Enviada em 05/12/2020

“Uma criança, um professor, um livro e um lápis podem mudar o mundo.” Esta frase da ativista Malala Yousafzai demonstra a importância da educação, porém nem sempre ir para a escola faz com que uma criança seja considerada alfabetizada, é necessário também esforço e dedicação. O analfabetismo funcional é definido pela dificuldade de interpretação de textos simples, apesar da capacidade de leitura e da posse de um diploma. Tal problema tem como base a desigualdade social e a falta de incentivo à educação e leitura.

Em uma primeira análise, é perceptível que uma importante causa desse problema no Brasil é a pobreza. Ela traz como consequência a necessidade de crianças ajudarem na renda familiar o que causa a evasão escolar e a diminuição do tempo de estudo. Com isso o estudante estuda somente para tirar uma nota mediana e acaba não absorvendo os conteúdos abordados.

Em uma segunda análise, é essencial ressaltar que a falta de estímulo também é um agravante. Crianças e adolescente necessitam de supervisão e encorajamento para manter o foco nos estudos e a carência dessa atenção pode provocar o desinteresse e aversão à escola. A escassez do estímulo à leitura também compromete na capacidade de compreender textos. De acordo com a pesquisa Retratos da Leitura do Instituto Pró-Livro, 44% da população não lê e 30% nunca comprou um livro. Portanto, é perceptível a necessidade de promover tal ação.

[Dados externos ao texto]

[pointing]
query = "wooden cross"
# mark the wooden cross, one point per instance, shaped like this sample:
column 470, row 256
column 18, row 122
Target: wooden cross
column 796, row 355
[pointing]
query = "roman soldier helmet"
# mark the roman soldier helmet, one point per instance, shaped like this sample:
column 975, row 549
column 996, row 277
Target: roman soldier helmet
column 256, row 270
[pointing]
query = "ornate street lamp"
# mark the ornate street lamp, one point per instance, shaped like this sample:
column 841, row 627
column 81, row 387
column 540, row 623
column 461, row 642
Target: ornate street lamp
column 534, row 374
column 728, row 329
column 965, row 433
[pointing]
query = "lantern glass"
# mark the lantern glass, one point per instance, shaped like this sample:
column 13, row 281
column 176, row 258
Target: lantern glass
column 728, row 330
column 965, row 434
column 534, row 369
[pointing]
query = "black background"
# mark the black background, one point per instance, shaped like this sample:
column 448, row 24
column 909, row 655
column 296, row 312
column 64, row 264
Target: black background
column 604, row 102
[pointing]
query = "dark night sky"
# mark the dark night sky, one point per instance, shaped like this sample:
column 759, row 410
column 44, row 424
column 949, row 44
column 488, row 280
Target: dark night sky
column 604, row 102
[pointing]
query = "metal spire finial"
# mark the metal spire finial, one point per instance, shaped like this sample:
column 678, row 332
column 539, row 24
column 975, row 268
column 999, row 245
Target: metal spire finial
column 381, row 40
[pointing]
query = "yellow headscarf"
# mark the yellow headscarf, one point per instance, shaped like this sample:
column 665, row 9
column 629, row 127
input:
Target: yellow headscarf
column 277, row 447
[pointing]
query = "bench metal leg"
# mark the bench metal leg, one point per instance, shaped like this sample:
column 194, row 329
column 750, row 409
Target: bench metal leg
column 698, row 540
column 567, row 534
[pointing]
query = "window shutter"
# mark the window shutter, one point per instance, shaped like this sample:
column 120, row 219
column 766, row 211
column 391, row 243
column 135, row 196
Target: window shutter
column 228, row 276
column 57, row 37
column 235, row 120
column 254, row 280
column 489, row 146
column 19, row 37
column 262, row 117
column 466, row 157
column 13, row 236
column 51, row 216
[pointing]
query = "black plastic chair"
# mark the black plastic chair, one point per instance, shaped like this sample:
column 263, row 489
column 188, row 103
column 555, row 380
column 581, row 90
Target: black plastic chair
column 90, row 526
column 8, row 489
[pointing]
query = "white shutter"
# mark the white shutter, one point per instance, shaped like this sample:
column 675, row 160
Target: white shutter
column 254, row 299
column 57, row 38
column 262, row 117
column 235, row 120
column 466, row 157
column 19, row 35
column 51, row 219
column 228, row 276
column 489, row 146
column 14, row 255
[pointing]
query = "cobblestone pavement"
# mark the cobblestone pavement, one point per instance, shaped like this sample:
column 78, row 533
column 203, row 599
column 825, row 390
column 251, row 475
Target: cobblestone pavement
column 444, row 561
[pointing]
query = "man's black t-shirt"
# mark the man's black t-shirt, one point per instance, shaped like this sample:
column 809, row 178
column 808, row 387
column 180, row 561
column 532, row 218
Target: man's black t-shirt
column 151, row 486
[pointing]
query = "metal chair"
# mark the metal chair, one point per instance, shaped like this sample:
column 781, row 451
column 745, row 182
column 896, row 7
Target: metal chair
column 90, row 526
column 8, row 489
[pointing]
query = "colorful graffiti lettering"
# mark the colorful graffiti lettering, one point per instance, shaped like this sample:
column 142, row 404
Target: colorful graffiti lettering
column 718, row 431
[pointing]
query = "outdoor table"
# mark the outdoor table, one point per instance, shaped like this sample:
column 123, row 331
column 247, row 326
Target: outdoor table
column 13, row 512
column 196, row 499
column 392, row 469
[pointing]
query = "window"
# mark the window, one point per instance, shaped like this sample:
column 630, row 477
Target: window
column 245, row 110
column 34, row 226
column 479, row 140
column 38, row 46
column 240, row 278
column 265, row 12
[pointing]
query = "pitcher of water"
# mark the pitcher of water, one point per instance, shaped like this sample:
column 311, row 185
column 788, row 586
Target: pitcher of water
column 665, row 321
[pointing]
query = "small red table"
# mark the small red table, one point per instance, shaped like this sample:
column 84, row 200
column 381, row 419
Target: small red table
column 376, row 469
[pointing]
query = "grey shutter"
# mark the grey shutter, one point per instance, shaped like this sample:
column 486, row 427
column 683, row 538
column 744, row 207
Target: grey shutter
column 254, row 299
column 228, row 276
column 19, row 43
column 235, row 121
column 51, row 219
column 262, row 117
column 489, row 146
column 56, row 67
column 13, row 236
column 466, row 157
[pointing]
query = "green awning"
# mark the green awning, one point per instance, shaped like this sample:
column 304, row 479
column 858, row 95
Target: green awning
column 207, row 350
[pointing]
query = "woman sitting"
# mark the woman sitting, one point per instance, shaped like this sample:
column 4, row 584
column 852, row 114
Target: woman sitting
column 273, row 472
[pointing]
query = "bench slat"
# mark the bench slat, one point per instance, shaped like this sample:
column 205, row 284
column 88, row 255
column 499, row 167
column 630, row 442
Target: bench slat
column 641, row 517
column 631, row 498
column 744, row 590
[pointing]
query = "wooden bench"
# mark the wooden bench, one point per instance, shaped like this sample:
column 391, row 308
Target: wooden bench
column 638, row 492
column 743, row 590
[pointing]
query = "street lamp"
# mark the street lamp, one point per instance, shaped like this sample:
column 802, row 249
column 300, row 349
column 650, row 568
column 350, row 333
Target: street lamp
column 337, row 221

Diante disso, pode-se dizer que o analfabetismo funcional é um grande problema e deve ser solucionado. Logo, é necessário que o Ministério da Educação( MEC), por meio da separação de parte de suas verbas e de organização de campanhas, incentive e mostre a importância da educação, a fim de conscientizar os jovens, o que reduzirá o analfabetismo funcional no Brasil.